Nachdem ich beim Angeln gescheitert
war, aber wichtige Erfahrungen zum Thema Mücken gesammelt hatte,
ging ich auf Pilzjagd. Direkt vorm Haus beginnen die Fichtenwälder,
in denen es weder Handyempfang gibt noch Wege, die auch nur den Namen
Pfad verdienen. Der Boden ist überall sumpfig; wer hier verloren
geht, wird nie wieder gefunden.
Egal, ich habe nicht vor, mich außer
Sichtweite des Hauses zu begeben. Pilze wachsen, wohin ich auch
schaue, ich muss nur sehen, dass ich den Mücken nicht zum Opfer
falle. Ich schwitze, sobald ich das Haus verlasse, ausgerüstet mit
einem imkerähnlichen Gesichtsschleier, langärmliger Jacke und
Handschuhen. Außentemperatur 20 Grad, Luftfeuchtigkeit gefühlte 100
Prozent. Die Mücken freuen sich, mich zu sehen.

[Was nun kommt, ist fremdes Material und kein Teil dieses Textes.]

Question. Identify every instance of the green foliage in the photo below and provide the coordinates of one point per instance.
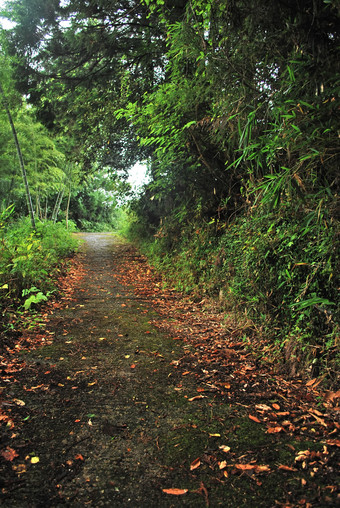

Sofort bin ich
umhüllt von einer dichten Insektenwolke, die sinnlos gegen meinen
Imkerhut anstürmt.
Rasch fülle ich mein Körbchen, dessen
Inhalt ich abends zubereite. Essen muss ich aber allein, denn
Michaela mag nicht nur keine Pilze, sie muss auch in der Lage sein,
mich später ins Krankenhaus zu fahren, falls ein Giftpilz mit im
Korb war. Nun ja, nicht alles geht schief, was schiefgehen kann.
Für die Rallye in diesem Sommer hoff
ich nur, dass 2015 eins der Jahre ist, in denen es wenig Mücken
gibt. Das soll nämlich auch vorkommen, sagt Michaela. Dafür wär's
mir dann auch egal, ob's viele Pilze gibt.